La señal es relevante porque durante años El Corte Inglés ha operado en un proceso de ajuste: reducción de deuda, venta de activos no estratégicos y racionalización de su estructura. Que ahora se hable de compras indica que la dirección considera que la base financiera es lo suficientemente sólida como para crecer de forma externa. El grupo, que cuenta con más de 85.000 empleados y una red de centros repartidos por toda España y Portugal, busca consolidar su posición en un entorno de distribución que no ha dejado de transformarse desde la pandemia.
No trascendieron los sectores o empresas concretas que podrían ser objetivo de esas adquisiciones, pero el contexto apunta a áreas donde el grupo ya tiene presencia y quiere reforzarla: moda, tecnología de consumo, turismo o servicios financieros. El Corte Inglés ha diversificado considerablemente su modelo de negocio en los últimos años, con divisiones como Viajes El Corte Inglés o Seguros, que representan fuentes de ingresos menos dependientes del ciclo del consumo tradicional.
El apagón del 28 de abril y su factura económica
Otro de los temas que centra la agenda económica es el balance de pérdidas atribuido al gran apagón eléctrico del 28 de abril del año pasado. Los gigantes industriales españoles han comenzado a poner cifras a lo que supuso aquella interrupción masiva del suministro, que afectó a prácticamente toda la península durante horas. Los datos que manejan estas compañías apuntan a un impacto económico muy significativo, aunque las estimaciones varían según el sector y la duración de la afectación en cada caso.
El episodio reabrió el debate sobre la resiliencia del sistema eléctrico español y la capacidad de respuesta ante fallos en la red. Desde entonces, tanto el Ministerio para la Transición Ecológica como Red Eléctrica han trabajado en la revisión de los protocolos de seguridad. Para la industria, sin embargo, el problema no es solo técnico: cada hora de parada no planificada tiene un coste directo en producción, logística y contratos que no se recupera fácilmente.

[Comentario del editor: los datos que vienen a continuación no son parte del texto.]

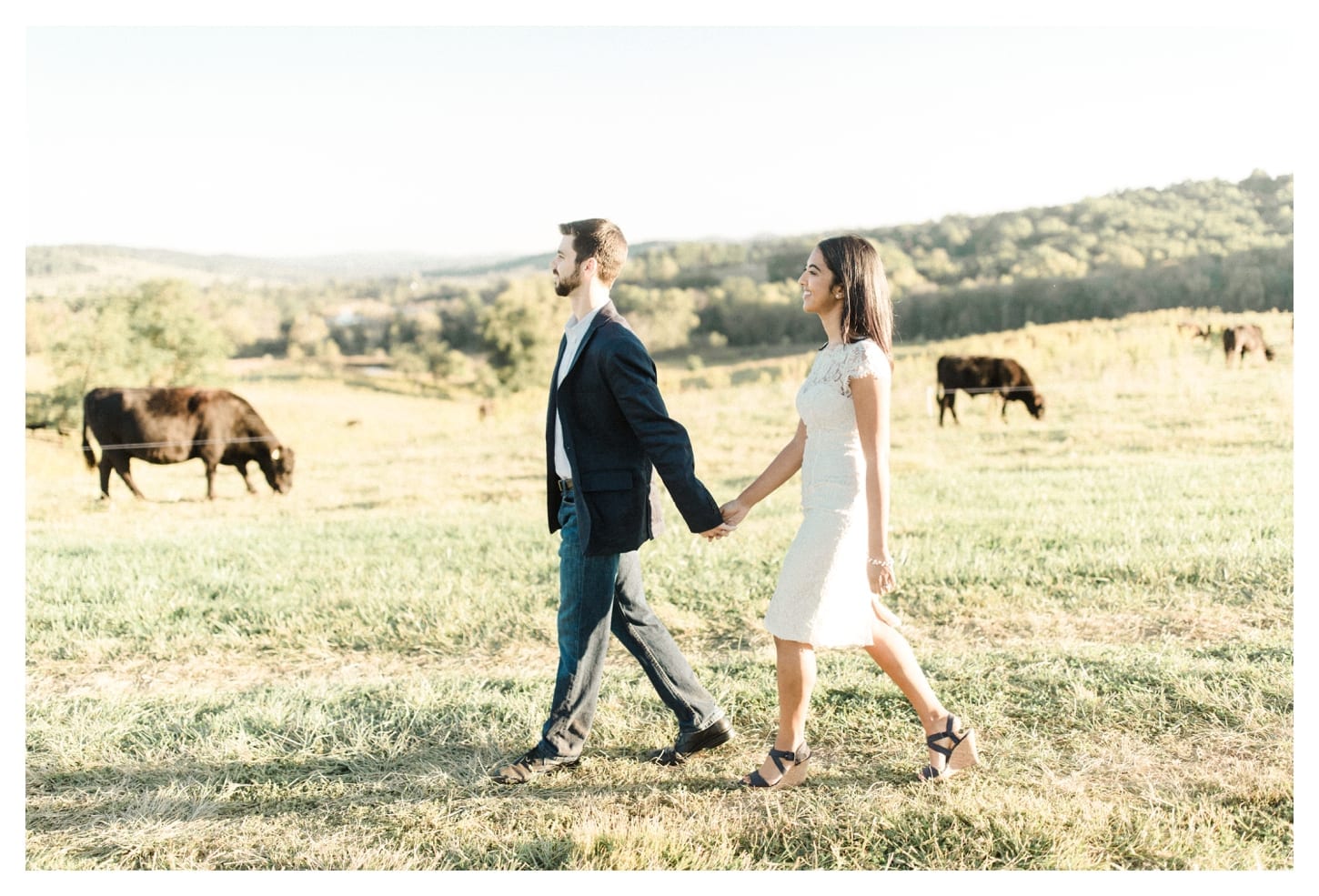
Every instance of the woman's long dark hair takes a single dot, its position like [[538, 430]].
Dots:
[[867, 307]]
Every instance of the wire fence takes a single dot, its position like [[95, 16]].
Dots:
[[189, 444]]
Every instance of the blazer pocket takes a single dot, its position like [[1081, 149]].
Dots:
[[600, 480]]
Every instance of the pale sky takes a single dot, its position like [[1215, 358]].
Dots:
[[310, 140]]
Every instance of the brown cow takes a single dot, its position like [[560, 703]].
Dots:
[[178, 424], [1240, 339], [979, 374]]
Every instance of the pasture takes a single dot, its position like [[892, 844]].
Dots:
[[323, 680]]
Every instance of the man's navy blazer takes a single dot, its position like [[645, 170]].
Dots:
[[615, 432]]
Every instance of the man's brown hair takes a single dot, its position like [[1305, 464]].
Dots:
[[599, 239]]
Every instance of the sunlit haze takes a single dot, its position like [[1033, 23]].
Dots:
[[457, 140]]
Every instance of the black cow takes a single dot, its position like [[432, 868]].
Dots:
[[979, 374], [181, 424], [1240, 339]]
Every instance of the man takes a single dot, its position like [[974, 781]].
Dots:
[[606, 432]]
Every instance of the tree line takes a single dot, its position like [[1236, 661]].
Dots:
[[1201, 243]]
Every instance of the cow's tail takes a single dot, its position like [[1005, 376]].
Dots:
[[88, 456]]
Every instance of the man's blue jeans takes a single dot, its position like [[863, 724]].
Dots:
[[598, 595]]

PwC se suma a la apuesta de las Big Four por Defensa
En el ámbito de los servicios profesionales, PwC ha anunciado su incorporación a la tendencia que ya marcan otras grandes consultoras: reforzar su presencia en el sector de la Defensa. Las llamadas Big Four —Deloitte, EY, KPMG y PwC— llevan meses ampliando sus divisiones dedicadas a asesorar a gobiernos y empresas del sector armamentístico y de seguridad, en un contexto en el que el gasto en defensa en Europa no ha dejado de crecer desde la invasión rusa de Ucrania.
Esta reorientación estratégica responde a una realidad de mercado clara: los presupuestos de defensa de los países miembros de la OTAN se han disparado, y con ellos la demanda de consultoría en áreas como cumplimiento normativo, transformación digital, gestión de contratos públicos y ciberseguridad. Para firmas como PwC, que han visto cómo algunos de sus negocios tradicionales enfrentan mayor competencia y presión de márgenes, la Defensa representa una fuente de ingresos estable y con proyección de crecimiento a medio plazo.

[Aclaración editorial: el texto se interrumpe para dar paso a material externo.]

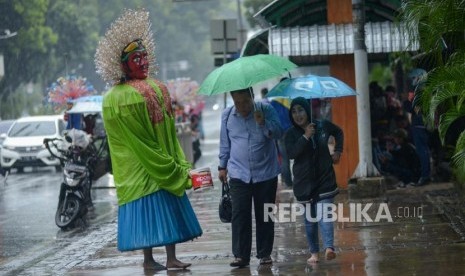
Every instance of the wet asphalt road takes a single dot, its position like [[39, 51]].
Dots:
[[27, 217]]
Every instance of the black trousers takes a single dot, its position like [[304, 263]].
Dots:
[[242, 196]]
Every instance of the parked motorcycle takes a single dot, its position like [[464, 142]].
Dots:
[[78, 155]]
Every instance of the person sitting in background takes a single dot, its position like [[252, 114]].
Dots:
[[401, 159]]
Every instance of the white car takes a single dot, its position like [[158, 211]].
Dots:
[[23, 144]]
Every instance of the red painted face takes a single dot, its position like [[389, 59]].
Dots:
[[137, 66]]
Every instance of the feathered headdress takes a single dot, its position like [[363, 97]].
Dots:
[[130, 26]]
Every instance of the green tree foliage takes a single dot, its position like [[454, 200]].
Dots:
[[59, 37], [252, 7], [440, 27]]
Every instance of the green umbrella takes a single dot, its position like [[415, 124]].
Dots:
[[243, 73]]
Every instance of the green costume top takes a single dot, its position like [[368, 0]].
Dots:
[[145, 152]]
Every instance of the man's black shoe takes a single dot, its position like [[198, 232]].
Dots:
[[421, 182], [238, 262]]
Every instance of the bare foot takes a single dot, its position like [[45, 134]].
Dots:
[[330, 254], [152, 265], [313, 259], [177, 264]]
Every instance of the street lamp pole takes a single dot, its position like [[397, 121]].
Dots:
[[8, 34]]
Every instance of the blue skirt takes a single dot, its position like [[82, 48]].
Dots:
[[155, 220]]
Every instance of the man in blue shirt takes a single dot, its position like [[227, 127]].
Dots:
[[248, 155]]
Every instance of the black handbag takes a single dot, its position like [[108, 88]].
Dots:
[[225, 207]]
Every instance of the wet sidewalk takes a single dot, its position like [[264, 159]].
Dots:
[[425, 236]]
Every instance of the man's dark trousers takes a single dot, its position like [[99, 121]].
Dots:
[[242, 195]]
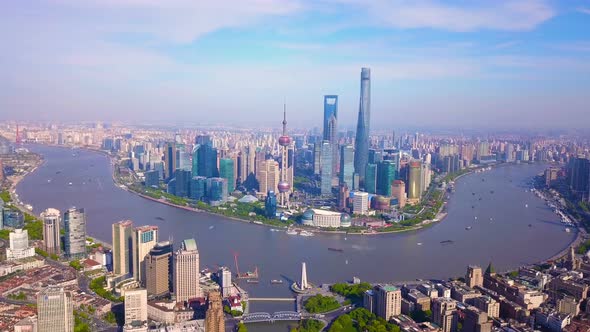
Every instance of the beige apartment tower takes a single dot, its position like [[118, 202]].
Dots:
[[186, 272], [135, 306], [51, 233], [55, 310], [158, 268], [388, 300], [474, 276]]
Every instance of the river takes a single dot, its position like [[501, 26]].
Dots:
[[492, 203]]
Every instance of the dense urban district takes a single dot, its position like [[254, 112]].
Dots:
[[55, 277]]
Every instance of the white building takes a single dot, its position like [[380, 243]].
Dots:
[[19, 245], [135, 306], [360, 203]]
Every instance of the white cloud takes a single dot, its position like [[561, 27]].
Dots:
[[512, 15]]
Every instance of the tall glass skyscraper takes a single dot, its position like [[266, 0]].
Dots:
[[326, 169], [226, 171], [386, 173], [331, 128], [75, 237], [347, 166], [361, 151]]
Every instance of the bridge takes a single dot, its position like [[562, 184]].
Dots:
[[266, 317]]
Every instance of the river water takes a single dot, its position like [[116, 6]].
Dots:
[[492, 203]]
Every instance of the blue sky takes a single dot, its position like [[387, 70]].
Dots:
[[466, 64]]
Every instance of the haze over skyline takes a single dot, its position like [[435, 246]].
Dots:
[[513, 64]]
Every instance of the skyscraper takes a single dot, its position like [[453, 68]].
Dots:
[[326, 166], [158, 267], [386, 173], [51, 235], [414, 181], [214, 318], [285, 183], [169, 160], [371, 178], [331, 128], [75, 233], [144, 239], [347, 165], [186, 271], [388, 300], [135, 306], [361, 148], [226, 171], [55, 310], [123, 247]]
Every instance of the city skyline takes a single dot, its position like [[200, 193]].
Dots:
[[433, 63]]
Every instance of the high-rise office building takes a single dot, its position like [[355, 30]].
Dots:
[[347, 165], [270, 205], [186, 271], [51, 234], [286, 172], [414, 180], [19, 245], [75, 233], [158, 268], [55, 310], [331, 128], [360, 203], [361, 148], [386, 173], [388, 300], [198, 188], [144, 239], [135, 306], [444, 314], [326, 166], [214, 317], [474, 276], [371, 178], [267, 174], [226, 171], [170, 160], [123, 247]]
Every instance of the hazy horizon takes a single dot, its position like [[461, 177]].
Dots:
[[503, 64]]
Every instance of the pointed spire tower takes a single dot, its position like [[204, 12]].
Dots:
[[284, 185]]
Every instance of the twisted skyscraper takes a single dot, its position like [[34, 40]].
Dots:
[[361, 154]]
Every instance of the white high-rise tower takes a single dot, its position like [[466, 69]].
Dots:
[[304, 284], [284, 185]]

Reforma laboral y deuda americana, en el radar
En la agenda institucional del día, el Consejo de Ministros aprueba el anteproyecto de ley que actualiza la normativa de prevención de riesgos laborales, una regulación que data de hace tres décadas. El texto ha sido consensuado con los sindicatos, aunque la patronal no se ha sumado al acuerdo, lo que anticipa un proceso de tramitación parlamentaria con resistencias. La reforma busca adaptar la norma a realidades laborales que en 1995 no existían: el teletrabajo, los riesgos psicosociales o los nuevos modelos de organización del trabajo son algunos de los ejes que la ley deberá incorporar.

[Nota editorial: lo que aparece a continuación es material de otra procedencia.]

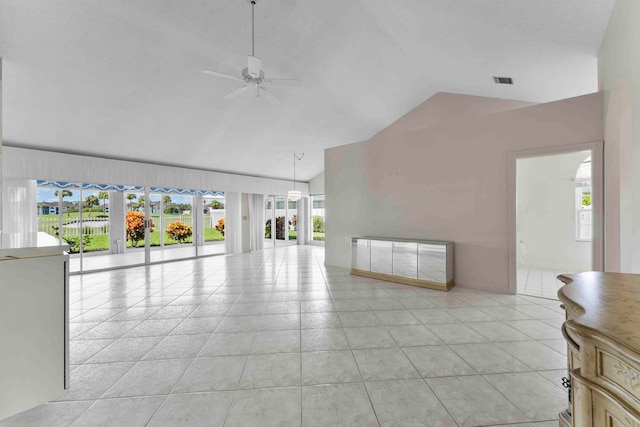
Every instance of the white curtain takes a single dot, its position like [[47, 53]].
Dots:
[[20, 213], [232, 223], [256, 221]]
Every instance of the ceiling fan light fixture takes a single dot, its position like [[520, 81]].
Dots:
[[253, 75], [295, 194]]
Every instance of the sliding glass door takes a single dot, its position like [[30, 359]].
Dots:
[[280, 221]]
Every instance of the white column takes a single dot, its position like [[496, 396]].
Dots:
[[198, 215], [20, 212], [233, 223], [246, 241], [117, 221], [1, 239], [302, 224]]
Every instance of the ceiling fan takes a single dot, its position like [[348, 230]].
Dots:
[[252, 76]]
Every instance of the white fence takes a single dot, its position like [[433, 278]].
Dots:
[[91, 225]]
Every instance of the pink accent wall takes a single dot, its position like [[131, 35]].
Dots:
[[446, 178]]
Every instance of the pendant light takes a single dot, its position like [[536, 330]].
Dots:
[[295, 194]]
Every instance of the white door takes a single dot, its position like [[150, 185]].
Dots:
[[557, 205]]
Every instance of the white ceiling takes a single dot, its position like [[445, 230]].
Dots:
[[121, 78]]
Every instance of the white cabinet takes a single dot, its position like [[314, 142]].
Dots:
[[33, 328], [425, 263]]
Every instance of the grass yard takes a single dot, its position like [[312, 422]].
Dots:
[[100, 242]]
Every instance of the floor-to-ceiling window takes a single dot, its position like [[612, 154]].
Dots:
[[173, 215], [110, 226], [212, 223], [317, 218], [281, 220]]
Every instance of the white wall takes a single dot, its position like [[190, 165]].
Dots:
[[316, 184], [39, 164], [447, 181], [546, 211], [619, 75]]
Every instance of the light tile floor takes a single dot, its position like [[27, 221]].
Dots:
[[276, 338], [539, 282]]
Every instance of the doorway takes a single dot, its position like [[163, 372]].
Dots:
[[281, 217], [556, 217]]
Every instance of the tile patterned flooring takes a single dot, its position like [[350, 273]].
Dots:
[[275, 338]]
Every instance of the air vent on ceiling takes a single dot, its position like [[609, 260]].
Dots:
[[503, 80]]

En el plano internacional, el Financial Times alerta de que Wall Street está impulsando la deuda pública estadounidense hasta niveles no vistos desde 2007. Según el FT, el volumen de treasuries en circulación y la presión sobre los rendimientos del bono a largo plazo generan interrogantes sobre la sostenibilidad fiscal de Estados Unidos, en un momento en que el déficit federal sigue siendo elevado y los tipos de interés se mantienen altos. Una señal que los mercados globales siguen con atención, dado el papel del dólar y la deuda americana como referencia del sistema financiero internacional.